Personal information
- Full name: Pavel Igorevich Kudryashov
- Date of birth: 27 November 1996 (age 28)
- Place of birth: Tomsk, Russia
- Height: 1.74 m (5 ft 9 in)
- Position(s): Forward

Youth career
- 2003–2011: Tom Tomsk
- 2011–2012: Dynamo Moscow
- 2012–2013: Tom Tomsk

Senior career*
- Years: Team / Apps / (Gls)
- 2013–2016: Tom Tomsk / 8 / (0)
- 2014–2016: → Tom-2 Tomsk / 41 / (9)
- 2017–2018: Krylia Sovetov Samara / 1 / (0)
- 2017–2018: → Tom Tomsk (loan) / 17 / (0)
- 2018–2020: Tom Tomsk / 9 / (1)
- 2019–2020: → Novosibirsk (loan) / 10 / (0)
- 2020: Belshina Bobruisk / 2 / (0)
- 2020–2021: Lori / 3 / (0)
- 2021: Krymteplytsia Molodizhne / 10 / (1)
- 2021–2022: Tom Tomsk / 25 / (5)
- 2022–2023: Zvezda St. Petersburg / 18 / (1)
- 2023: Irtysh Omsk / 6 / (1)
- 2023–2024: Dynamo Bryansk / 16 / (1)

= Pavel Kudryashov =

Russian footballer

Pavel Igorevich Kudryashov (Павел Игоревич Кудряшов; born 27 November 1996) is a Russian football player who plays as a right winger.

==Club career==
Kudryashov made his professional debut in the Russian Professional Football League for FC Tom-2 Tomsk on 19 July 2014 in a game against FC Yakutiya Yakutsk.

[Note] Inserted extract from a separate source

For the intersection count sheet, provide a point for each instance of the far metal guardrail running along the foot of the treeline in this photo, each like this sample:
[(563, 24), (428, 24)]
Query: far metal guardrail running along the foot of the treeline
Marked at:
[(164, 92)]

Kudryashov made his Russian Premier League debut for FC Tom Tomsk on 7 August 2016 in a game against FC Lokomotiv Moscow.

On 18 October 2020, Kudryashov signed for Lori FC, leaving the club on 13 January 2021 after making 3 appearances for the club.